A gente acorda cedo e a mãe já prepara café. Diz: “Toma, filha, leva uma garrafinha térmica. Vai ser bom ter café quentinho se estiver muito frio lá em cima”. Faz lembrar o tempo em que ela preparava a merenda para a escola. Lembra também a preparação para outra trilha, com acampamento, há muitos anos, a tia me oferecendo casaco para levar:
__Leva este! É lindo!
__Tia, não vou pro acampamento com esse casaco todo peludo, espalhafatoso! (a tia sempre foi peruérrima – naquela época era mais)
__Então! Exclusivo! Vai desfilar no acampamento! (eu gargalhava, mas preferia ir mais básica).

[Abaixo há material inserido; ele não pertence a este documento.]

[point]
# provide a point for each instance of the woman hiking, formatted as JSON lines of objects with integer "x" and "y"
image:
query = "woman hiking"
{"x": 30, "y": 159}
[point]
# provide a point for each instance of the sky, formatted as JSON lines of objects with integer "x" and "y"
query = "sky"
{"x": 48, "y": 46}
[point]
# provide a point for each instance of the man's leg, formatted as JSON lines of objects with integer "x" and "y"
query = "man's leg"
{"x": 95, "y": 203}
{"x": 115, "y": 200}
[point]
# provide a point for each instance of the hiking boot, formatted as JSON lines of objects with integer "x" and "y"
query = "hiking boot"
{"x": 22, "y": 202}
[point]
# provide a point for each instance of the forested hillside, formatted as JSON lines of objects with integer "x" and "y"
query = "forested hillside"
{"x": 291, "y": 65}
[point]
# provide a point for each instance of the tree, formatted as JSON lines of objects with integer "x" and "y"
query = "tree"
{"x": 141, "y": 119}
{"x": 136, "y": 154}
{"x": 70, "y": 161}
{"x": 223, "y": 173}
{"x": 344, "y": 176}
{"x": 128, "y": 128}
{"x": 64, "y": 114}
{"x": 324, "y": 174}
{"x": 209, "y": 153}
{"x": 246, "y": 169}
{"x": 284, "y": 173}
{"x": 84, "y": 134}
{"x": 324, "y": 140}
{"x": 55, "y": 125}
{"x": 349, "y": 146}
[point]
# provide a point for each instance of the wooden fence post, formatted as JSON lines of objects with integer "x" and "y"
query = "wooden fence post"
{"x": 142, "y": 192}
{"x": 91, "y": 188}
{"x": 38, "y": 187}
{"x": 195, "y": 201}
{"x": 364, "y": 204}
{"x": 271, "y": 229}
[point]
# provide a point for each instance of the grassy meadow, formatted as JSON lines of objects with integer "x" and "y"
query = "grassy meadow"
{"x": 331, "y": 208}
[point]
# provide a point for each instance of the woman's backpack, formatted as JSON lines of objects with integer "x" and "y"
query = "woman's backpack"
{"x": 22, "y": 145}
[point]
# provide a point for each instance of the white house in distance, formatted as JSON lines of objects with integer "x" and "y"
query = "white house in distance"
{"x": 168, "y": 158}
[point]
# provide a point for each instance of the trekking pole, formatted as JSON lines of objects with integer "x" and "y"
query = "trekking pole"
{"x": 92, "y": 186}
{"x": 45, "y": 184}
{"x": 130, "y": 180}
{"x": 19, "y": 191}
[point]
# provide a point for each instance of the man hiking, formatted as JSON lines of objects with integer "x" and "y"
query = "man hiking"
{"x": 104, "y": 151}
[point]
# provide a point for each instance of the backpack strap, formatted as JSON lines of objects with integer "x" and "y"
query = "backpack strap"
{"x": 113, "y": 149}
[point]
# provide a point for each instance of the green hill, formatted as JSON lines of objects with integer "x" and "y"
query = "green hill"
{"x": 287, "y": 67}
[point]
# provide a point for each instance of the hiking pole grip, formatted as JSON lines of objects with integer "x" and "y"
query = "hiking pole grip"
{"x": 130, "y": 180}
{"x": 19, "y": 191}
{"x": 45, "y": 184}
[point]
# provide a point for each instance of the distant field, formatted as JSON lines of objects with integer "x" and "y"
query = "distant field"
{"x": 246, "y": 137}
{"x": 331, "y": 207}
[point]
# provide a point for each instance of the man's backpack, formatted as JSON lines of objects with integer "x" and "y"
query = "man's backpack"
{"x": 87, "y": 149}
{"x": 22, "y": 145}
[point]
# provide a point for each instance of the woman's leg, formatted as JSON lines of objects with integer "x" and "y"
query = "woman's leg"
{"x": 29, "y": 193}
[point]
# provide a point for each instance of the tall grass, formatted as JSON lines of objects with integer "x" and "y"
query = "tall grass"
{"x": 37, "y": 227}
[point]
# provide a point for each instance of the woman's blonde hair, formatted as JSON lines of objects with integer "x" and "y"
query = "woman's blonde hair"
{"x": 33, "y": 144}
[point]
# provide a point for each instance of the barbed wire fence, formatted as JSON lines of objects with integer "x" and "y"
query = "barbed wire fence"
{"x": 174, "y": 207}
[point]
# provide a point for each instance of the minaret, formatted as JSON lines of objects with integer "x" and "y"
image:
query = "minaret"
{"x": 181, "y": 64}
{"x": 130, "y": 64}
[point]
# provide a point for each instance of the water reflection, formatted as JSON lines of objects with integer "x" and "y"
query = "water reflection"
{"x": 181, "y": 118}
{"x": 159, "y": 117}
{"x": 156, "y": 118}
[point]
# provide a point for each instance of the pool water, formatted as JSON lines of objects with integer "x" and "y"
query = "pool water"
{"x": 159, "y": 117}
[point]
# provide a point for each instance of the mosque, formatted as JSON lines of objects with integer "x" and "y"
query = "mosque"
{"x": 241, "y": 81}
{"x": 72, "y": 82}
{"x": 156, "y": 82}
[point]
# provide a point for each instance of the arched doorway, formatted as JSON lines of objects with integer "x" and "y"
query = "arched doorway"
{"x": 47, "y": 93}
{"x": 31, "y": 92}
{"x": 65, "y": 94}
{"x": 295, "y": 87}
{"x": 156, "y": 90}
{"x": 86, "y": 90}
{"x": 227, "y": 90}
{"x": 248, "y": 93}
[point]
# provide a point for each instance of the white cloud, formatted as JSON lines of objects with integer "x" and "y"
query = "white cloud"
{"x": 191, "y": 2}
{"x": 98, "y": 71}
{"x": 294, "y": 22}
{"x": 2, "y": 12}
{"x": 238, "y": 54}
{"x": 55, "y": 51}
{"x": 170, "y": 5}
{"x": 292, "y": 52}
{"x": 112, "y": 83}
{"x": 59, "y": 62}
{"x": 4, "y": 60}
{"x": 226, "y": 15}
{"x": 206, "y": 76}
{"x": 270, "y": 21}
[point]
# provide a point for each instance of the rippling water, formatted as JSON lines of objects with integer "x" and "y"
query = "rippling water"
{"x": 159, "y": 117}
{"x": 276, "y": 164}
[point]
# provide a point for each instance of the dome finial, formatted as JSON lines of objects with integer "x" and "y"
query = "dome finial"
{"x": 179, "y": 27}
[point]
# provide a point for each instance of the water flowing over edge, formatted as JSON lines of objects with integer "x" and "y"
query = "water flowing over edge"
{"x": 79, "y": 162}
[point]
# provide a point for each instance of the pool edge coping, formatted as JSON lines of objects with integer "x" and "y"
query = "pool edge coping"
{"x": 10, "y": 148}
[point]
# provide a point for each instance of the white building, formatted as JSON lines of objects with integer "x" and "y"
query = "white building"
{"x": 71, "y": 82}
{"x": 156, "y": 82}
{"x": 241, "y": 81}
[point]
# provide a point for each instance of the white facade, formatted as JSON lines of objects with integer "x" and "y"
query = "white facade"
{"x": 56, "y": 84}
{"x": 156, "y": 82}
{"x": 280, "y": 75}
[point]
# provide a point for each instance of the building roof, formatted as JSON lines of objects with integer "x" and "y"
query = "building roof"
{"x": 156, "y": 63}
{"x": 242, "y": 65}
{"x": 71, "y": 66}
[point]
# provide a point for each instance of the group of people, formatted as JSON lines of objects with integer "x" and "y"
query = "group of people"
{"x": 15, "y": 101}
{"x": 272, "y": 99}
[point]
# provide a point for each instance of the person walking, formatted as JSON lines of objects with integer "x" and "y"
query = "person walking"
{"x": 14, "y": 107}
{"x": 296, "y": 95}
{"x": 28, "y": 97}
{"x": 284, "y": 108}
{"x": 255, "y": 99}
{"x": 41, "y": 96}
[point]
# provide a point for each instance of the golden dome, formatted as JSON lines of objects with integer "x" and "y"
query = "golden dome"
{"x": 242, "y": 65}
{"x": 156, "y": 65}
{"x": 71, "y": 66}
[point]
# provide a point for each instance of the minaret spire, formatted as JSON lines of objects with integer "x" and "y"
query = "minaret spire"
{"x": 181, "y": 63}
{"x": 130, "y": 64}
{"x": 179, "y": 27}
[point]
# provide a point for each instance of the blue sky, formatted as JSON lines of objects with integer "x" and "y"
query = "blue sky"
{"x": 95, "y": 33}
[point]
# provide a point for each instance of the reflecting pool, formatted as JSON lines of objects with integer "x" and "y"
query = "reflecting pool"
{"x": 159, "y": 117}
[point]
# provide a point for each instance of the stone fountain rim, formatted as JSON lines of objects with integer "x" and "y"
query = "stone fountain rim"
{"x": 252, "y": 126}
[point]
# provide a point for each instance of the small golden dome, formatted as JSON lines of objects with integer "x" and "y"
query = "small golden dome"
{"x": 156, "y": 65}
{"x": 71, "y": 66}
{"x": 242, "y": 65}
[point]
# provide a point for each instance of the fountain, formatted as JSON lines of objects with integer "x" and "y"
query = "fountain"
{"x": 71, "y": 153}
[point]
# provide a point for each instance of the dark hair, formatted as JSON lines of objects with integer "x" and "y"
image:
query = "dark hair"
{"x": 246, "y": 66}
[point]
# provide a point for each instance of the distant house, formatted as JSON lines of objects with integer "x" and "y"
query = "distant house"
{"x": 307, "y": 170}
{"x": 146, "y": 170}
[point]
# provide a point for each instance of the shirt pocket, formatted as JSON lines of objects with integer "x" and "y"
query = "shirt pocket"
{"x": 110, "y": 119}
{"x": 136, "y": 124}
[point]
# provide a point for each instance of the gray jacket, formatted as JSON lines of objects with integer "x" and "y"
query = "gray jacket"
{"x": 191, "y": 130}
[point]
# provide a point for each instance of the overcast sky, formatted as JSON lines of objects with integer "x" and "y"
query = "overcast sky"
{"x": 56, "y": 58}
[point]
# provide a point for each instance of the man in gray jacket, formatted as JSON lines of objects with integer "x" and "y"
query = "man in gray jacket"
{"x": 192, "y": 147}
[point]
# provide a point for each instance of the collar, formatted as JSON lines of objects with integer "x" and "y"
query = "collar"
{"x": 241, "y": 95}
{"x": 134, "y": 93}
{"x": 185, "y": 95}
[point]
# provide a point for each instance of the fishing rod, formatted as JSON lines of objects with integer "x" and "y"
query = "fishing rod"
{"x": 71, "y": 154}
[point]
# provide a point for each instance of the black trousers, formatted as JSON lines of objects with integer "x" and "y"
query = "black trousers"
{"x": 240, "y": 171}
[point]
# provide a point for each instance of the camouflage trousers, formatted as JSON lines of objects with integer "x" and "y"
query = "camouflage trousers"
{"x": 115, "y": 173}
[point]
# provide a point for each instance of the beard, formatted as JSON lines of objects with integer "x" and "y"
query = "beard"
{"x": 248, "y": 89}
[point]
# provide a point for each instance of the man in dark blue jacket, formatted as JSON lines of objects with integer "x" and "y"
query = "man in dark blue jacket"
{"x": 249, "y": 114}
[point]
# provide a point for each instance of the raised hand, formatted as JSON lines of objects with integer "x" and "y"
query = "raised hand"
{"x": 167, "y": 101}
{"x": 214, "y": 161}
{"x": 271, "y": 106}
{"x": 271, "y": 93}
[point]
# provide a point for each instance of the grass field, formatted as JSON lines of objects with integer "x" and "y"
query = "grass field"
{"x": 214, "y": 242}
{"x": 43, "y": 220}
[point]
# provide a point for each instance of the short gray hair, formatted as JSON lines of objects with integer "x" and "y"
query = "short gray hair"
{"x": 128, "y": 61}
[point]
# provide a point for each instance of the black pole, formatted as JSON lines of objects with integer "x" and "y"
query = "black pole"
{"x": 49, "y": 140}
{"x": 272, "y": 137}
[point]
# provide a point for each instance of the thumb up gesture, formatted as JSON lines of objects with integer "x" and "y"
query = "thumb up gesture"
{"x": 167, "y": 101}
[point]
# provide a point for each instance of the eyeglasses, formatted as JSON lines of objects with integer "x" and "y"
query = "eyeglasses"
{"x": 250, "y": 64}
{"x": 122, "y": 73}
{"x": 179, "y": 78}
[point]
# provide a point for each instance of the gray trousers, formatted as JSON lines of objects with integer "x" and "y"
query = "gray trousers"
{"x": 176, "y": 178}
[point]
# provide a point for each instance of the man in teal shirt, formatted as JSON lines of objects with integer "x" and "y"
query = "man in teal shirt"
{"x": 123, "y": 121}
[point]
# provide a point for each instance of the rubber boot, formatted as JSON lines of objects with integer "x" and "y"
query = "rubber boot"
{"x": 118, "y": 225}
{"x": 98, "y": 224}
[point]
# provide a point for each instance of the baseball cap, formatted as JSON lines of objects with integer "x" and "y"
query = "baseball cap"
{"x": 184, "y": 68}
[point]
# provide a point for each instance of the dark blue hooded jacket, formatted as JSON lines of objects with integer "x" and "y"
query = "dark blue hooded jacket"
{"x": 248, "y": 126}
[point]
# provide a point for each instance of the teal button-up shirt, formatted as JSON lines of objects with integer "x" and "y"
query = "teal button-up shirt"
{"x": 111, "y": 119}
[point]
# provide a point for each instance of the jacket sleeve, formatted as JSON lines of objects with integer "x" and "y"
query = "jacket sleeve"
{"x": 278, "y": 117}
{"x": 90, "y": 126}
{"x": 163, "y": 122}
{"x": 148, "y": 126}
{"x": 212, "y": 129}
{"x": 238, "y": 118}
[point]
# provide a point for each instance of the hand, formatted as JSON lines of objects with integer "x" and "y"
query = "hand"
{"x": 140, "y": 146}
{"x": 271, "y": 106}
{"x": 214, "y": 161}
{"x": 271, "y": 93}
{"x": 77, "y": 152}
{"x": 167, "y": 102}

Aí lembro, no mesmo acampamento, eu acordada no meio da noite pelo primo, os dois já fora da barraca de campanha improvisada, porque eu ia rolando dormindo, grudava nele pra me esquentar e o levava junto. A gente ria e voltava para a barraca. Eu voltava a dormir e a rolar. É difícil, para quem dorme esparramado e gosta de grudar nos outros, esse negócio de dormir em barraca conjunta. Lembro o acampamento da barraca inundada, na noite do meu primeiro porre. O mundo girando, a água subindo e um infeliz ao longe cantando Acontecência: “Chuva desce pra regar a terra, engravidar semente...”. Primeiro odiei Acontecência – me lembrava ressaca. Depois amei – me lembrava aquela noite… e como teve história aquela noite e como a gente ri até hoje quando lembra daquelas histórias! Tenho apelido  com que a família inteira me lembra, até hoje, daquela noite.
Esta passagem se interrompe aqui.